No boat traffic was allowed in front of the Grand Palace between the Horse Bathing Landing and the Khan landing. De La Loubère, a French diplomat visiting Siam at the end of the 17th century, wrote:
"The Siamese neither enter into the Vang, nor depart thence without prostrating themselves, and they pass not before the Prassat. And if sometimes the stream of the water carries them, and forces them to pass thereby, they are pelted with showers of pease, which the King's servants shoot over them with trunks." [1]
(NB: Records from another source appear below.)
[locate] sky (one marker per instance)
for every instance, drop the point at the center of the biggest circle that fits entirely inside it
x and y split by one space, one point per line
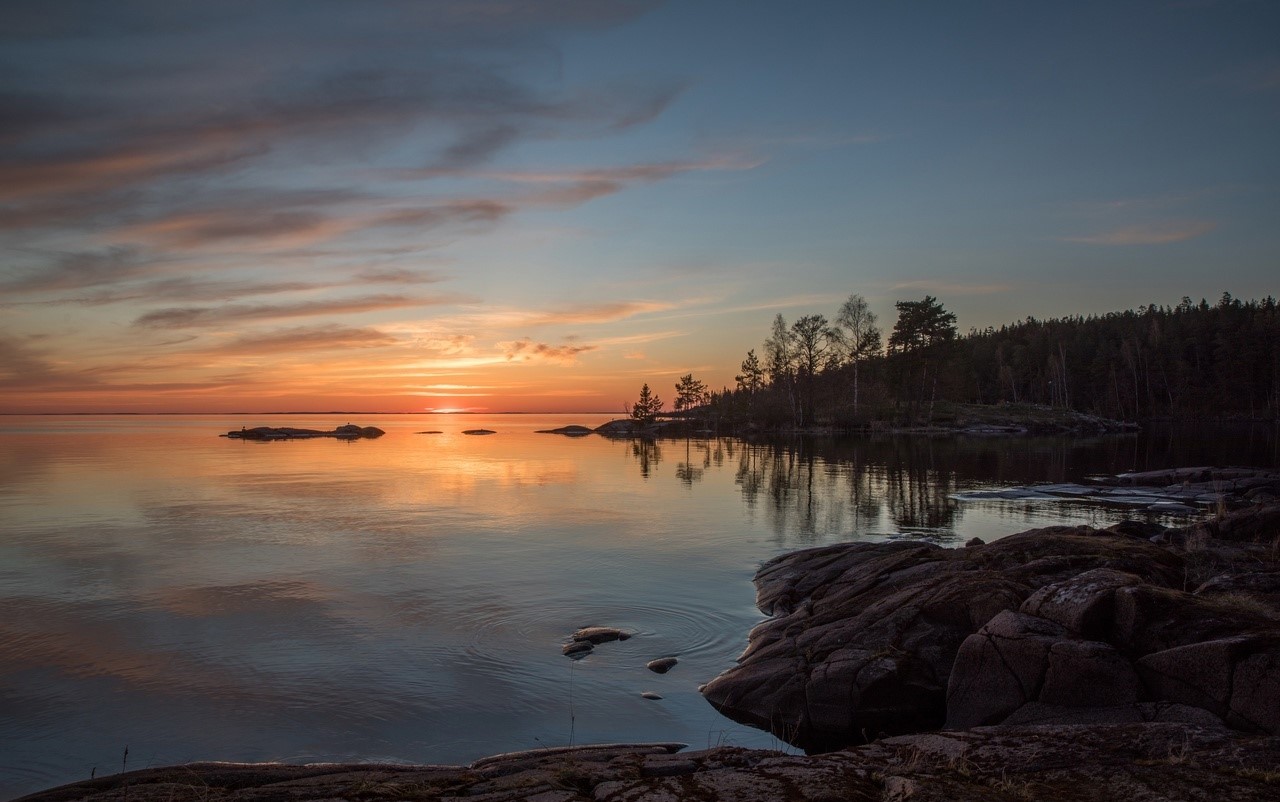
538 206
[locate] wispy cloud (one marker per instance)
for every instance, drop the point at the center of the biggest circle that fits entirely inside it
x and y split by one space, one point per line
528 351
184 317
595 312
1148 234
307 338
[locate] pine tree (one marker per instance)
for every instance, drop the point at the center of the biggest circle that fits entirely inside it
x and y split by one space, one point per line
647 407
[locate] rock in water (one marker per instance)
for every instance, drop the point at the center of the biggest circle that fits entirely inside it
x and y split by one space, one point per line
662 664
577 650
600 635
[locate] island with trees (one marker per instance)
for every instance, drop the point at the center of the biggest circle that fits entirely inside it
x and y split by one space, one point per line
1101 372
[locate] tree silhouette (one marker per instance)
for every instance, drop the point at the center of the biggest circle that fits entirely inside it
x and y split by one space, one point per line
647 407
689 393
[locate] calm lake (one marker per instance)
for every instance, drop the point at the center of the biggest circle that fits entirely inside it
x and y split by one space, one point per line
188 596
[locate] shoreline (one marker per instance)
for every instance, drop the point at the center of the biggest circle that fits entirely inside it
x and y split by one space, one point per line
1089 762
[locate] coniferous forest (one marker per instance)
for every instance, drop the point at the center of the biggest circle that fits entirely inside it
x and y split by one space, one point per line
1192 361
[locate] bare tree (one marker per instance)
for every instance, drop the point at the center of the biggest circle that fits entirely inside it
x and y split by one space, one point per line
858 334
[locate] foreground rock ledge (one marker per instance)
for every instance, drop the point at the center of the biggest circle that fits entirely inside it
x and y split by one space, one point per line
1054 626
1136 762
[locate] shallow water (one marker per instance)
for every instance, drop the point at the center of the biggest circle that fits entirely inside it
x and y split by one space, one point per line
188 596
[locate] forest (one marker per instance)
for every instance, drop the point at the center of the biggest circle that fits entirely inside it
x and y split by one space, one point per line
1191 361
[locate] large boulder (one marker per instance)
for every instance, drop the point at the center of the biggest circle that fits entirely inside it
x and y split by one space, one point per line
863 636
1056 626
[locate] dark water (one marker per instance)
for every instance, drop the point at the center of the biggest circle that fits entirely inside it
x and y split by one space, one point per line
195 597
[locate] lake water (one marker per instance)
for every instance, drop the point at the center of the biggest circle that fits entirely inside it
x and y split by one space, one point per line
188 596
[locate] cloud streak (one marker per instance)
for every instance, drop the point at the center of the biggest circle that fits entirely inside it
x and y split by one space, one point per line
529 351
1148 234
187 317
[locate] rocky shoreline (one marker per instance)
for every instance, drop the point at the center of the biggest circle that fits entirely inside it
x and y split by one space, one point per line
1141 762
1059 626
1069 663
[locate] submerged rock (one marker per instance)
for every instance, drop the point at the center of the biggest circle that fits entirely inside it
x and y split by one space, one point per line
348 431
600 635
662 665
576 649
570 431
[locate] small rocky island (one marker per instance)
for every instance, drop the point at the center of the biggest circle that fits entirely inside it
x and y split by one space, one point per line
348 431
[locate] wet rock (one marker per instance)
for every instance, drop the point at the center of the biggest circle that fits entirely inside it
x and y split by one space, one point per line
1139 761
1066 624
348 431
577 649
662 664
600 635
568 431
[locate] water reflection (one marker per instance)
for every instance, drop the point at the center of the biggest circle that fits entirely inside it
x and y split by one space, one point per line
817 489
406 597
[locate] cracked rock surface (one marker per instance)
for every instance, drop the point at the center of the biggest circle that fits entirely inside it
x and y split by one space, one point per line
1138 762
1054 626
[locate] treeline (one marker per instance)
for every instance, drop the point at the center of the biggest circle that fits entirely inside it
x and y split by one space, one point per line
1191 361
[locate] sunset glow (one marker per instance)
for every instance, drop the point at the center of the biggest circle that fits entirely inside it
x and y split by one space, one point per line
535 206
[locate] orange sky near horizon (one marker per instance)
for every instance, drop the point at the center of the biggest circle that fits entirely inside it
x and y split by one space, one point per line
543 205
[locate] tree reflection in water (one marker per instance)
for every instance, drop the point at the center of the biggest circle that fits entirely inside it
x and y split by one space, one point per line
816 490
647 454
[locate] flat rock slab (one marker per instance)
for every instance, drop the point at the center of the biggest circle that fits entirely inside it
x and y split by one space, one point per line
1138 762
348 431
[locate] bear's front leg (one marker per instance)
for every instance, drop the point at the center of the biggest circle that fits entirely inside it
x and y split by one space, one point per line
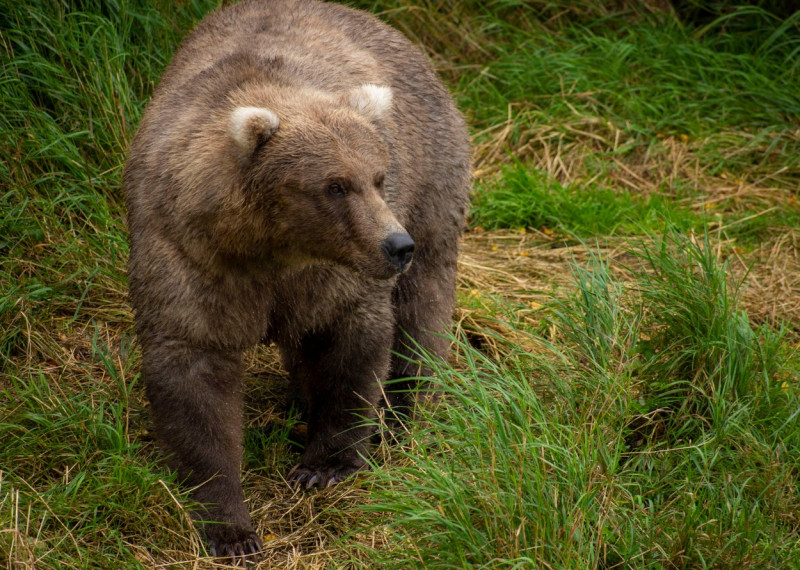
339 372
196 405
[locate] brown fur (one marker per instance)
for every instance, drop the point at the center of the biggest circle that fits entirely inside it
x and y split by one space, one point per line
233 244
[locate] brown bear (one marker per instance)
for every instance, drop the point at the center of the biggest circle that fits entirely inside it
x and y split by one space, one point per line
300 177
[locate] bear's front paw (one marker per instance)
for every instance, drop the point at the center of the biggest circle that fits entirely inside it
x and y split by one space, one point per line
325 475
238 545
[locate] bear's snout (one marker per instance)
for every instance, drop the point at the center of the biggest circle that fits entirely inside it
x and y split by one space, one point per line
399 249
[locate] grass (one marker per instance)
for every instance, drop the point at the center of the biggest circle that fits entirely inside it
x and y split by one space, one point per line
652 430
629 404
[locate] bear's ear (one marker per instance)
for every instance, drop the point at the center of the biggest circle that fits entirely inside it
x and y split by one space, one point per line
372 101
252 126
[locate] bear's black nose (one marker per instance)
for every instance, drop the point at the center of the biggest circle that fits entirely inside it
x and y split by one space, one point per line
399 249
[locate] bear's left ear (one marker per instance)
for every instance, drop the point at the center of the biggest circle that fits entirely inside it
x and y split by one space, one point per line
372 101
251 126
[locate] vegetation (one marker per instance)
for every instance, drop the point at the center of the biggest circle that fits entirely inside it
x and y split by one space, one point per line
623 391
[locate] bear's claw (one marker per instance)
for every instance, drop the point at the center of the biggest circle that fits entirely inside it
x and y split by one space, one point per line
302 475
240 546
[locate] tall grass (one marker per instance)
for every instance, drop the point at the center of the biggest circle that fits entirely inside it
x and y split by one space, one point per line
656 427
653 431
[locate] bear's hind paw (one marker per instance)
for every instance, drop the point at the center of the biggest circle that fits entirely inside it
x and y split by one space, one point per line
302 475
235 544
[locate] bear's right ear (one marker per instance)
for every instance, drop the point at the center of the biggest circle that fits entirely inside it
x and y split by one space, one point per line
252 126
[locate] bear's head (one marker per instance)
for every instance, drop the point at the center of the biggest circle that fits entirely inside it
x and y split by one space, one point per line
315 166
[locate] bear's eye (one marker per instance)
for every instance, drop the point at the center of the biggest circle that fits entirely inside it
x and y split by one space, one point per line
336 189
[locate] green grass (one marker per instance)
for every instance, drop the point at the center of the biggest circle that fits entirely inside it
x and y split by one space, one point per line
643 420
653 431
522 197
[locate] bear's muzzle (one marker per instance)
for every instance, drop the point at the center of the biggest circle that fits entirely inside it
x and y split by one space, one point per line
399 249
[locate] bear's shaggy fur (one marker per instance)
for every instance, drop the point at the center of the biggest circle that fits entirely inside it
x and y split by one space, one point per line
288 158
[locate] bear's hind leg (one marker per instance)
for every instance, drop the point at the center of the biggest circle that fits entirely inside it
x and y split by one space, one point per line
423 300
339 372
196 405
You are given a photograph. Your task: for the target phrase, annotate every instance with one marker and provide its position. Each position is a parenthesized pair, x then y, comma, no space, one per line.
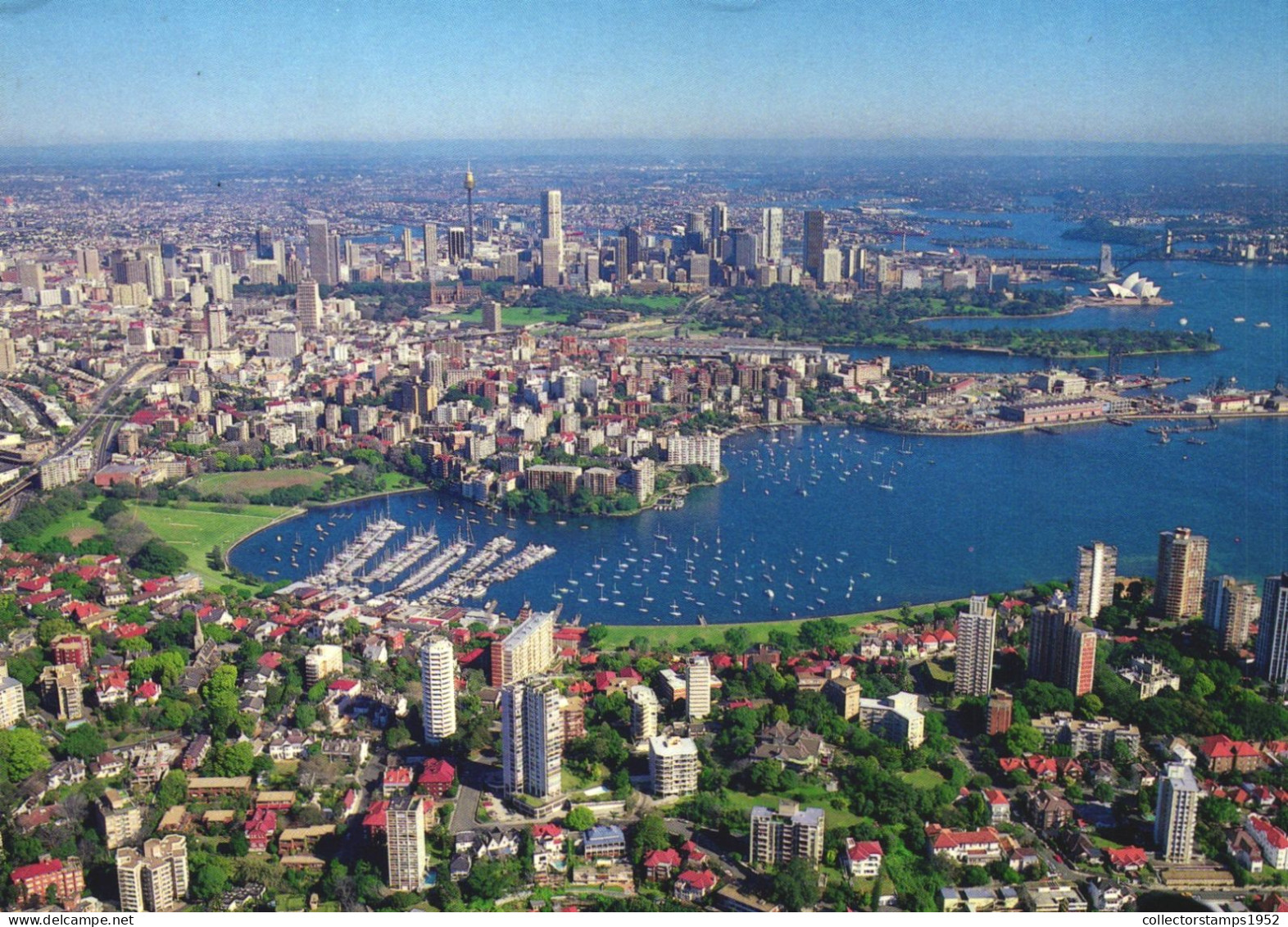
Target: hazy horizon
(682,71)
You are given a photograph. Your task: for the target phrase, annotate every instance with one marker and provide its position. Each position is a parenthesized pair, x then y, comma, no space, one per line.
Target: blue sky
(393,70)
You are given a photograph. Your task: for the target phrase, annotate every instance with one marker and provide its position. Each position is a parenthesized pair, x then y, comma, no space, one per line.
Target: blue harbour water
(804,515)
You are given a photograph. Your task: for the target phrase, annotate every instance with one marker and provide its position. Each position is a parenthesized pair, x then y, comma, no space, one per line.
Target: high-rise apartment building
(1229,609)
(977,630)
(438,688)
(673,766)
(791,832)
(456,245)
(322,267)
(405,842)
(61,691)
(527,650)
(308,307)
(1181,567)
(216,326)
(1094,583)
(1177,814)
(772,234)
(551,220)
(1062,650)
(644,712)
(697,685)
(813,241)
(1272,632)
(533,739)
(155,879)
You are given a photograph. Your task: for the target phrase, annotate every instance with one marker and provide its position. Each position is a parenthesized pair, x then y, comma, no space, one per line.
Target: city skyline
(678,70)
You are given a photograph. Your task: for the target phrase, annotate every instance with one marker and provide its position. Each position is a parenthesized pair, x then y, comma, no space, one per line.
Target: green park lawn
(256,483)
(923,779)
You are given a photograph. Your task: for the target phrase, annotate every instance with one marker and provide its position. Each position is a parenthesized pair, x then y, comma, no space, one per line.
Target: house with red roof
(965,847)
(436,778)
(862,857)
(1272,839)
(1222,755)
(695,884)
(34,881)
(261,828)
(397,780)
(1127,859)
(661,864)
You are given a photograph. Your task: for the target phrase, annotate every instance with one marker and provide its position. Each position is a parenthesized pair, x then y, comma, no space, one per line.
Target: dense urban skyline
(669,70)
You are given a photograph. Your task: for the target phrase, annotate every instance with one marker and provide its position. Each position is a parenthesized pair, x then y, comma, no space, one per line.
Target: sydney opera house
(1134,286)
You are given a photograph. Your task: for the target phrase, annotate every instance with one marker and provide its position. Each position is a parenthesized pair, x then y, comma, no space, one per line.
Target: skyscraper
(1229,609)
(308,306)
(430,234)
(551,218)
(155,879)
(216,325)
(1177,812)
(1094,584)
(1181,566)
(469,209)
(1062,650)
(697,685)
(977,630)
(320,253)
(1272,632)
(813,241)
(405,834)
(455,245)
(438,688)
(533,739)
(772,234)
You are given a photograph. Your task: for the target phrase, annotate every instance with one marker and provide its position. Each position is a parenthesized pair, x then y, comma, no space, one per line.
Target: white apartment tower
(438,688)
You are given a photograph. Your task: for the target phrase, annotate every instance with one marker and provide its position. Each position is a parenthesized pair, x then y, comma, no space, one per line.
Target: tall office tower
(1094,585)
(405,836)
(8,353)
(1272,632)
(527,650)
(697,685)
(813,241)
(469,209)
(438,688)
(430,235)
(781,836)
(719,223)
(533,739)
(623,258)
(551,218)
(216,325)
(220,283)
(644,711)
(1229,609)
(308,307)
(1177,812)
(320,252)
(455,245)
(87,262)
(1062,650)
(1181,566)
(155,879)
(772,234)
(977,630)
(551,262)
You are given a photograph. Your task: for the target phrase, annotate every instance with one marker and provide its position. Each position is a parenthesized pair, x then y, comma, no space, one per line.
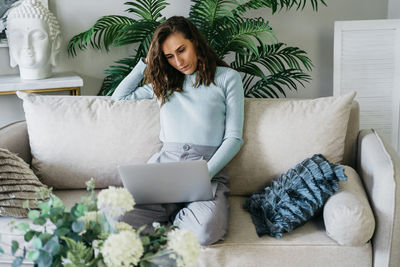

The whole stretch of water from Wat Sala Pun, east of the boathouse of the royal barges, until the Kalahom Landing was under strict vigilance. Three guard pavilions controlled traffic on the old Lopburi River in front of the palace and handled all events and incidents in that area. All boat traffic not related to the palace was blocked between the guard pavilion in the west, near Wat Sala Pun, and the guard pavilion in the east, probably located opposite the mouth of Lam Khu Pak Sra in the vicinity of the Kalahom Landing (Palace Law). One of these guard pavilions features on a 19th-century map in front of the landing called Tha Sala Wen, in the old texts called Sala Trawen.
The landing is mentioned in the Royal Chronicles of Ayutthaya:
"When it was two nalika and five hat in the afternoon, the Supreme-Holy- Buddhist-Lord-Omnipotent, having finished donning all His gold ornaments and magnificent excellent gold adornments, mounted the Butsabok Rattana Maha Phiman Holy Throne which adorned the center of the Victorious Gold Swan Proceeding in Military Procession Boat, moving in procession made His entrance into the Metropolis and came alongside the Great Wasukri Landing, and paused to cast His holy eyes on the procession accompanying the Holy Buddha figures which was supremely magnificent with all of those premier boats." [2]
The Wasukri landing is not indicated on the 19th-century map, nor on Phraya Boran Ratchathanin's map drafted in 1926 CE.